Ex Convento dei Celestini o Palazzo del Governo

L’ex Convento dei Celestini esibisce su via Umberto I la magnificenza della sua facciata barocca e il suo superbo chiostro, che un tempo costituivano l’orgoglio artistico di un importante ordine religioso e che ora sono l’icona di due primarie istituzioni cittadine: la Prefettura e la Provincia di Lecce.

La facciata dell’ex convento si fonde armoniosamente con quella della Basilica di S.Croce, costituendo un unico fondale scenografico prezioso ed irripetibile.

La prima dimora dei Padri Celestini a Lecce fu edificata nel secolo XIV in prossimità del Castello medioevale, dove sorgeva una cappella intitolata a S.Croce, grazie alle generose elargizioni del Conte di Lecce Gualtieri VI di Brienne.

L’ordine dell’imperatore Carlo V di ampliare il Castello e rifare le Mura della città cinquecentesca, comportò la demolizione del complesso religioso, che fu ricostruito nel sito attuale (ex quartiere della Giudecca), dal quale nel 1541 erano stati espulsi definitivamente gli ebrei.

Il progetto fu elaborato dall’ “eccellente architetto” leccese Gabriele Riccardi, detto “Beli Ricciardo”, che nel 1549 disegnò una fabbrica “più grande e più sontuosa”. La costruzione, cominciata a partire dall’ala destra del chiostro, nel 1560 era già abitata dai Padri Celestini.

Per il chiostro, il più grande della città, si ispirò a quello da lui stesso disegnato per il monastero degli Olivetani.
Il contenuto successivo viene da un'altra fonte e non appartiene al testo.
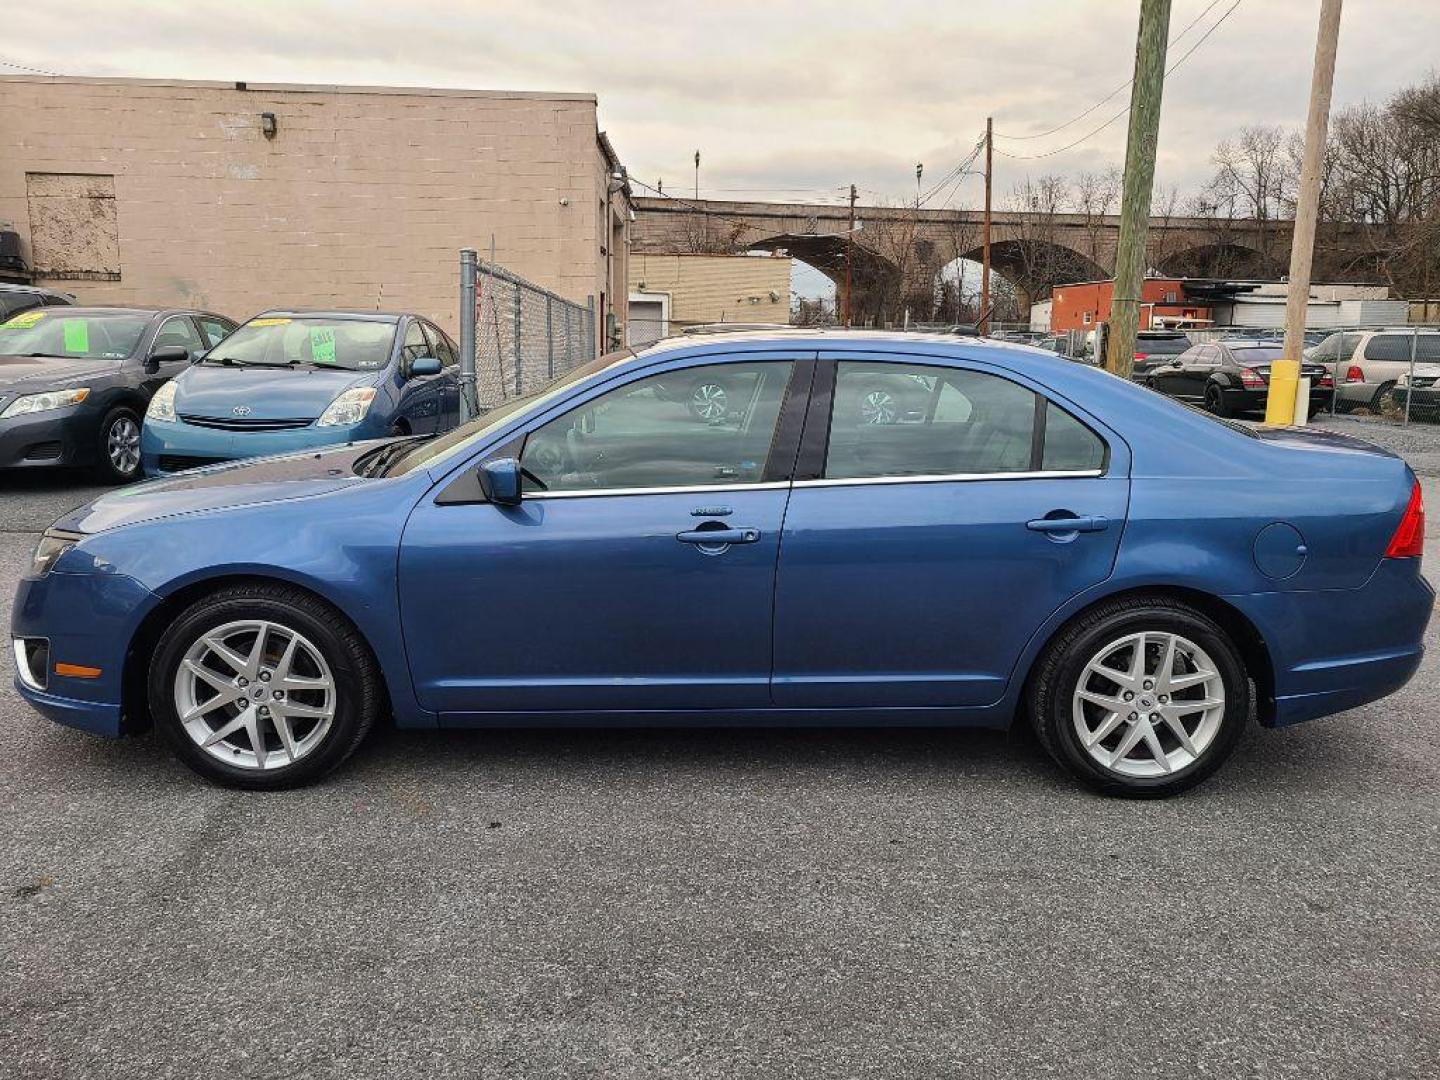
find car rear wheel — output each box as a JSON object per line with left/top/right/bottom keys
{"left": 1027, "top": 596, "right": 1249, "bottom": 798}
{"left": 1371, "top": 381, "right": 1397, "bottom": 413}
{"left": 1203, "top": 384, "right": 1231, "bottom": 418}
{"left": 96, "top": 406, "right": 143, "bottom": 483}
{"left": 148, "top": 583, "right": 383, "bottom": 789}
A forma quadrangolare, è delimitato da un elegante porticato con 24 archi, sorretti da colonne binate, che sostengono volte “a crociera”. Agli inizi del secolo XIX le quattro facciate sul chiostro furono obliterate con la formazione di un nuovo prospetto di gusto neoclassico, i cui piedritti in parte inglobano le originarie colonne. 
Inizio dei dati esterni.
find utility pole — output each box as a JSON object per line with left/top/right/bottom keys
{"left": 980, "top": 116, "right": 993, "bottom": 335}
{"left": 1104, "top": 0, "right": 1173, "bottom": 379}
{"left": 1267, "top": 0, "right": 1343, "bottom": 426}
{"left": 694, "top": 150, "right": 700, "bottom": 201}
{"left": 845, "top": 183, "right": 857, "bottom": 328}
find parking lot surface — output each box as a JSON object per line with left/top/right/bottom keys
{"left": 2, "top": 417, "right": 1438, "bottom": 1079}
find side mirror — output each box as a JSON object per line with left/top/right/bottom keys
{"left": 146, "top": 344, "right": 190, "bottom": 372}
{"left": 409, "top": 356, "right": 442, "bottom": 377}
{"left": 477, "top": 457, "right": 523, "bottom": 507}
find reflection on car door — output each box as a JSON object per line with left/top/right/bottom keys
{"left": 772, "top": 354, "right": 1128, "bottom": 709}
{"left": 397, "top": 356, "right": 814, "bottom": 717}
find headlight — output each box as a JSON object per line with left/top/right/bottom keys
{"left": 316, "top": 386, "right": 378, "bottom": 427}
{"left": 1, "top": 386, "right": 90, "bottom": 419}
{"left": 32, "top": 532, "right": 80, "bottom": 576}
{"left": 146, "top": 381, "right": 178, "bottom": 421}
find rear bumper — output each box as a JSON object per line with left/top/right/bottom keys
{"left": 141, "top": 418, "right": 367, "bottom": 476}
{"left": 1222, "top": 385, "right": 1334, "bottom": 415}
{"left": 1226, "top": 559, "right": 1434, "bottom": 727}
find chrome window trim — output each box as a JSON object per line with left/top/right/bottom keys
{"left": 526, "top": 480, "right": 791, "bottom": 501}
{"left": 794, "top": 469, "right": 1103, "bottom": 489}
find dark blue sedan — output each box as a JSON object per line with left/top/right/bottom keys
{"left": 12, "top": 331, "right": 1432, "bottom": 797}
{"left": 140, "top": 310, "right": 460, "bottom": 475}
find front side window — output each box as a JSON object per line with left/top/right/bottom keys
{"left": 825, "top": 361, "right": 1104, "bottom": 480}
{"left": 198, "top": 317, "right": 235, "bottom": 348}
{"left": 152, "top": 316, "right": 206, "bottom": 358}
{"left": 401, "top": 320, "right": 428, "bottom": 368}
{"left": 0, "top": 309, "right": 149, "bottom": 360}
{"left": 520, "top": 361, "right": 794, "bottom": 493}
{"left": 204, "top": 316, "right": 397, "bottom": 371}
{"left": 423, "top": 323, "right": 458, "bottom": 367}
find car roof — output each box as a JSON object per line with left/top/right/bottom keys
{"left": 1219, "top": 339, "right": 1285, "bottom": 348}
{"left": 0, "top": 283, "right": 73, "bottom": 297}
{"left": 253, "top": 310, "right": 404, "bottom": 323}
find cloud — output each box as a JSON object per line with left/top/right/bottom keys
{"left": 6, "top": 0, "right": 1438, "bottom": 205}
La facciata, di straordinaria ricchezza decorativa, fu realizzata tra il 1659 e il 1695. La superficie muraria è articolata in due ordini, divisi da un’alta trabeazione, la cui scansione verticale è data da una sequenza di paraste, lavorate “a bugne” lisce, che inquadrano regolari scomparti murari, con al centro le finestre. 

Il primo ordine, con portale centrale e cinque finestre per lato, è impostato su un alto basamento bugnato. Qui si esibisce il genio artistico di Giuseppe Zimbalo, di cui riconosciamo i motivi del suo repertorio ornamentale, contraddistinto dalle creative decorazioni dei capitelli, i raffinati ornamenti delle finestre, sormontate da timpani mistilinei, oltre alla tipica decorazione “a punta lanceolata”.  

Il secondo ordine è stato, con un consenso non unanime, invece attribuito all’architetto Giuseppe Cino che, attento a conseguire un’unità formale, ripropone lo stesso schema compositivo, ma utilizza un linguaggio più ricco e articolato, con cornici delle finestre più frastagliate e raffinate e maggiori effetti chiaroscurali. Conclude la decorazione della facciata arricchendo il fregio della trabeazione con simboli del potere temporale e spirituale (scudi araldici, tiare, corone).

Il convento, abitato per tre secoli dai Padri Celestini fino alla loro soppressione nel 1807, fu un centro di cultura molto attivo, con una prestigiosa scuola di teologia e filosofia. 

Nel 1811 fu destinato a sede dell’Intendenza di Terra d’Otranto. Per adeguarlo alla nuova funzione furono eseguiti importanti lavori di ristrutturazione degli spazi interni. Si procedette alla realizzazione della facciata neoclassica su via XXV luglio, su progetto dell’architetto Giuseppe Maiola. L’apertura del portone, in asse con quello di via Umberto I, pose l’edificio in dialogo con la città moderna. 

L’ex convento ora ospita la Prefettura, con gli uffici e l’appartamento del Prefetto ed uffici della Provincia di Lecce, con una rappresentativa sala consiliare.

Da non perdere

Il portale laterale di accesso dal chiostro alla basilica, delimitato da una cornice finemente intarsiata sulla pietra leccese, è opera di Gabriele Riccardi. Da esso si scorge, sul fondo del transetto, l’altare più mistico e drammatico: quello contenente la reliquia della vera Croce, capolavoro di Cesare Penna. 

Curiosità & aneddoti

Sul braccio destro del chiostro, tra i tanti peducci a motivo vegetale, su cui scaricano le volte del   porticato, sorprende la presenza di un peduccio con una figura laica: si ipotizza che si tratti dell’effigie dell’architetto Gabriele Riccardi. 

Il piano terra accolse nel 1868 il Museo Sigismondo Castromediano, custode di glorie millenarie, ora negli spazi espositivi del Collegio Argento, in viale Gallipoli.